You buy a plastic dart gun, and you wnt to find its max. horizontal range. you shoot the gun straight up, and it takes 4s for the dart to land back at the barrel. What is the maximum horizontal range of your gun?

I got the initial velocity, which is 19.6 m/s. I know I have to incorporate vectors. The initial velocity in the horizontal direction is 19.6m/s (cos x) and in the vertical direction it is 19.6m/s (sin x). Assuming x is the magnitude of the angle. I know that the total displacement in the vertical direction is 0.

Thanks so very much.

2. Oct 5, 2005

### hotvette

Hint: What value for the angle x will produce the maximum range?

Last edited: Oct 5, 2005
3. Oct 5, 2005

### whozum

Your $\vec{v_i}$ vector points at whatever direction you fire at. To fire for maximum distance you want to fire at a 45 degree angle to the horizontal, which means you'll have velocity vector [itex] \vec{v_i} = 19.6m/s @ 45 \ deg [/tex]. Find how far that goes.

4. Oct 6, 2005

### TickleMeElma

Thank you so much for your help - yeah, somehow, I missed the sample problem that dealt with the apparently widely-known concept of 45 degrees being the angle that yields the max horizontal replacement. Went back and reworked it with your suggestions and those of the book and got ~39m. :)

5. Oct 6, 2005

### hotvette

It can be sort of intuitive. If the angle is 90 (i.e. straight up), the range is zero. If the angle is zero, the range is zero. Thus, by reasoning, the max would be 1/2 way between the two, or 45 degrees.

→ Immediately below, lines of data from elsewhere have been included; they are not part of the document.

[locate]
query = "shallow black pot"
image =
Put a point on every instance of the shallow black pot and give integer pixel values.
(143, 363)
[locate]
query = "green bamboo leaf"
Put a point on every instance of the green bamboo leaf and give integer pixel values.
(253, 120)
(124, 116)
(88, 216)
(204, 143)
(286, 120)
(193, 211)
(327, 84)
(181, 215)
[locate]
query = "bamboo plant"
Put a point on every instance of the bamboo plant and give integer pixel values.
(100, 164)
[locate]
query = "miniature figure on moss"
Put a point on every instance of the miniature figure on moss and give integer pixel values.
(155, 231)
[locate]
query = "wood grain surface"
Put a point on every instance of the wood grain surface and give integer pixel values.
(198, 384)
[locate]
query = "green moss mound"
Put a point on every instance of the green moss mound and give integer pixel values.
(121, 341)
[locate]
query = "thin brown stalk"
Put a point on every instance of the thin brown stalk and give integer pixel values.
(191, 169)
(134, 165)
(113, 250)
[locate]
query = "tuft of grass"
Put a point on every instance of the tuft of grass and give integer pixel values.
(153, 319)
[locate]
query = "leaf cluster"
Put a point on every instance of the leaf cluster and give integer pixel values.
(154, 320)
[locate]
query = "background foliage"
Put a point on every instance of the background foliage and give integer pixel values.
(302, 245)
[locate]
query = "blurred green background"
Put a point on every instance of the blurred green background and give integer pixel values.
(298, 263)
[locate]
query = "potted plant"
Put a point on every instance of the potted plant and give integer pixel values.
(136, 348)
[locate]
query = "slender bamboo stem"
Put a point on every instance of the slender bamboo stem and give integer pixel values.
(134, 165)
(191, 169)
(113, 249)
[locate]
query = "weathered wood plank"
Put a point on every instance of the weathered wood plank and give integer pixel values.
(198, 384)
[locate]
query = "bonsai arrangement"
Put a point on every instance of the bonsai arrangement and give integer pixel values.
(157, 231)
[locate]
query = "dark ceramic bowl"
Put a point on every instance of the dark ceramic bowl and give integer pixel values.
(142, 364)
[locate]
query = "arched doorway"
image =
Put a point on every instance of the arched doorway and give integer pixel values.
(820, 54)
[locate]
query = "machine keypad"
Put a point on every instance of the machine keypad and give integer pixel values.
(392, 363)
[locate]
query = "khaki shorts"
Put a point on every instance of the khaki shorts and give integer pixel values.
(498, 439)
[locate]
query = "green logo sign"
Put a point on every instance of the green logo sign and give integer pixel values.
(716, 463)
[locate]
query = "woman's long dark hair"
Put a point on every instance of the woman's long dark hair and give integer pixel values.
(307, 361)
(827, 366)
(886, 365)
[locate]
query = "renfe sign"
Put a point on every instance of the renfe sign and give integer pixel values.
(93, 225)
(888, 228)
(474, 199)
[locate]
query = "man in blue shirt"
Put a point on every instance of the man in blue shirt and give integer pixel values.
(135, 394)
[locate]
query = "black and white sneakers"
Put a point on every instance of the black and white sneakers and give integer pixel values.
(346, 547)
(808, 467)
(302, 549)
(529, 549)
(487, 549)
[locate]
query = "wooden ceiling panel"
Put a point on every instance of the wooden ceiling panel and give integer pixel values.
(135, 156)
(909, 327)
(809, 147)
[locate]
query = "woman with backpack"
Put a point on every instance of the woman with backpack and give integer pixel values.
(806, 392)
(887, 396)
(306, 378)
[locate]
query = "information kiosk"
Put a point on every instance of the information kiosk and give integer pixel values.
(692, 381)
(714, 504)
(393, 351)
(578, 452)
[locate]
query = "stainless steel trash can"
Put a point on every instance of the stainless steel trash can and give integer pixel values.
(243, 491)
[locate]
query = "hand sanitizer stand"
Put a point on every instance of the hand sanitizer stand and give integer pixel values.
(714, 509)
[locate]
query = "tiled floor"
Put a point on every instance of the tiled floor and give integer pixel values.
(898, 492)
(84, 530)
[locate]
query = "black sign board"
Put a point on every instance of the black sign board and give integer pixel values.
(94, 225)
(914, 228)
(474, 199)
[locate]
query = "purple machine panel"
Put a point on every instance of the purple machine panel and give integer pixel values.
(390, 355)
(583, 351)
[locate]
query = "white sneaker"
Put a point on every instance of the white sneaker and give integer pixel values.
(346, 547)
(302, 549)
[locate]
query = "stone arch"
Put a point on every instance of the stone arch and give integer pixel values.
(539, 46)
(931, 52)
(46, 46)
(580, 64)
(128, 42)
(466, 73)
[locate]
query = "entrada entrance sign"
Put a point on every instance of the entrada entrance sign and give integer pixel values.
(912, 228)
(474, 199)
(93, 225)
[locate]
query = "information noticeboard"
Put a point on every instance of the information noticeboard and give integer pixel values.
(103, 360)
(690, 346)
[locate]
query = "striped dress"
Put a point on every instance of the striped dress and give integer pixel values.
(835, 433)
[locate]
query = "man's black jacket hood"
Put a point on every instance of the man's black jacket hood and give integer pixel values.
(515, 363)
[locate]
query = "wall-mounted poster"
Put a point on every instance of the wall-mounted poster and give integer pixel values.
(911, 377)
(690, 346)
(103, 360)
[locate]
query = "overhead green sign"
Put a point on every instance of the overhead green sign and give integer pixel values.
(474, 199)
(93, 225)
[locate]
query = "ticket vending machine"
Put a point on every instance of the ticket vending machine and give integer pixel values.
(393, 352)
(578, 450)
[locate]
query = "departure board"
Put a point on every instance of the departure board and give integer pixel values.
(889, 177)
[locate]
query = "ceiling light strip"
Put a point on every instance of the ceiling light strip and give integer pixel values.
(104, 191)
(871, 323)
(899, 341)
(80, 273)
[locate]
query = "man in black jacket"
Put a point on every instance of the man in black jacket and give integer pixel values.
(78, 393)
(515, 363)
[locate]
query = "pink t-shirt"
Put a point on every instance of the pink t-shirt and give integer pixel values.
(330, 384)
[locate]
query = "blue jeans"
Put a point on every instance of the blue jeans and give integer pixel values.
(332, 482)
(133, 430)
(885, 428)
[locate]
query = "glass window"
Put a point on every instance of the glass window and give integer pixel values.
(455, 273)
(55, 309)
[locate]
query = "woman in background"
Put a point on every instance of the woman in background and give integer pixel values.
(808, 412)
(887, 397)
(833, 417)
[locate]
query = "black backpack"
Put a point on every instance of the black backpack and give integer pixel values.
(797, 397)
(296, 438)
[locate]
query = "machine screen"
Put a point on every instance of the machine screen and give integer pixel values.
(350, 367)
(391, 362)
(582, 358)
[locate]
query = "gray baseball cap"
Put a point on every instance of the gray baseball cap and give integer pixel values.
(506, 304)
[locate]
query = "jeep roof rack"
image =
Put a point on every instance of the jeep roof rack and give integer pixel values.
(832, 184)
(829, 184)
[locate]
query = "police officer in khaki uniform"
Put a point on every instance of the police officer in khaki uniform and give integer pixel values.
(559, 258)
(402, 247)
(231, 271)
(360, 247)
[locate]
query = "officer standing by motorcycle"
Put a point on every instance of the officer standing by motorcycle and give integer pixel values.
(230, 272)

Actually, there is a rigorous way to prove it using the equations of motions for a projectile y(t) and x(t). By setting y = 0 and solving for t you get the time it takes to complete the motion. Using this t in the equation for x, you get what's called the range equation, which gives you x as a function of angle. Since you want max x, differentiate x with respect to theta, set it equal to zero, and solve for theta.